India's current account deficit widened to $10.1 billion in the second quarter of fiscal 2015 due to rise in gold imports and deceleration in exports. India's current account deficit is 2.1% of GDP, within RBI's comfort zone. Recently, the RBI eased restriction on gold imports by removing the 80:20 norm, which required 20% of the gold imports to be exported. This will reduce gold prices as importers will reduce premium on imported gold. Indian gold demand is expected to increase marginally from 825 tonnes in 2014 to 850 tonnes in 2015.
Oil will provide relief
Brent crude oil prices have fallen below $60 a barrel and may touch $40 a barrel. Crude oil comprises one-third of India's imports. The fall in crude oil prices will help India to reduce its import bill from $101 billion in fiscal 2015 to $85 billion in fiscal 2016. We expect India's current account deficit to improve in fiscal 2014 and in fiscal 2015.
The Indian government's fiscal deficit target is 4.1% of GDP for fiscal 2015, 3.6% of GDP for fiscal 2016, and 3% of GDP for fiscal 2017. India's fiscal deficit between April and October has already reached 90% of the fiscal 2015 target. The Indian government doesn't plan to completely transfer the benefits of lower crude oil prices to the Indian consumer. Last month, the Indian government raised factory gate duties on petrol and diesel, which will fetch $1.6 billion in fiscal 2015 and $5 billion in fiscal 2016. Curtailing oil subsidies and high taxes will fetch $12 billion to the Indian government in fiscal 2016. The finance ministry officials have proposed to levy 5% import duty on crude oil, which will fetch additional $4 billion. The Indian government is taking the right steps to control fiscal deficit.

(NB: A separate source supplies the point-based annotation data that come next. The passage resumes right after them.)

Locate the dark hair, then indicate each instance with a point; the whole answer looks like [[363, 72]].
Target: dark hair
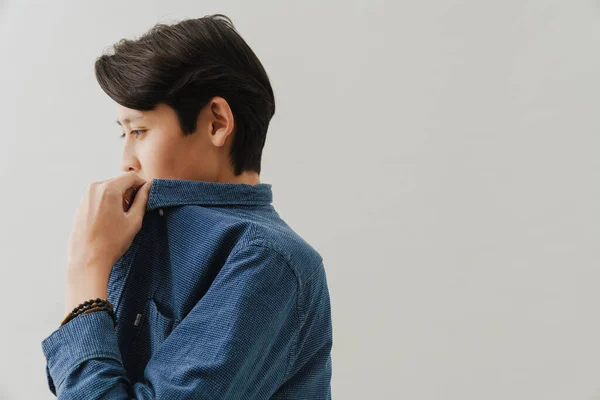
[[185, 65]]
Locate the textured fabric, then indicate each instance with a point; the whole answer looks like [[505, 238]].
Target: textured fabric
[[217, 298]]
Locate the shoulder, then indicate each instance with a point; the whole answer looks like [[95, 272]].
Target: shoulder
[[299, 255]]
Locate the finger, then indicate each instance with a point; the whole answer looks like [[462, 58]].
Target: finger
[[126, 181], [138, 207]]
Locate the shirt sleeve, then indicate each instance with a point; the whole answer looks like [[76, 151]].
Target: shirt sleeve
[[236, 342]]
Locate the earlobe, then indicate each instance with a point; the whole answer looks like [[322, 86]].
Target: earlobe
[[222, 121]]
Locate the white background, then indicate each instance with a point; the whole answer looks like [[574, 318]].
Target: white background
[[441, 155]]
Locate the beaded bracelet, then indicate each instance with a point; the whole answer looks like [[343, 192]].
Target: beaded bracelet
[[89, 306]]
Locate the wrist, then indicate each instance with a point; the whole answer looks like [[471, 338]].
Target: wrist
[[83, 285]]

Inflation has fallen sharply since July due to declining crude oil prices. In November, the CPI inflation rate was 4.38% in November, while the WPI inflation touched zero. The Indian government adjusts fuel prices according to international crude oil prices. Currently, inflation is within the RBI's comfort zone of 6%. Lower fuel prices will help in reducing inflation. The RBI may cut interest rates next year if inflation heads downwards in the next few months. The Indian economy is expected to grow between 5.4% and 5.9% in the current fiscal. A rate cut next year would boost India's GDP in fiscal 2016.
Source: Yahoo Finance
The Indian Rupee depreciated to 63.96 against the U.S. dollar ahead of the Fed meet on the interest rate hike decision. We remain neutral on the Indian Rupee and expect it to recover as the economic fundamentals remain strong.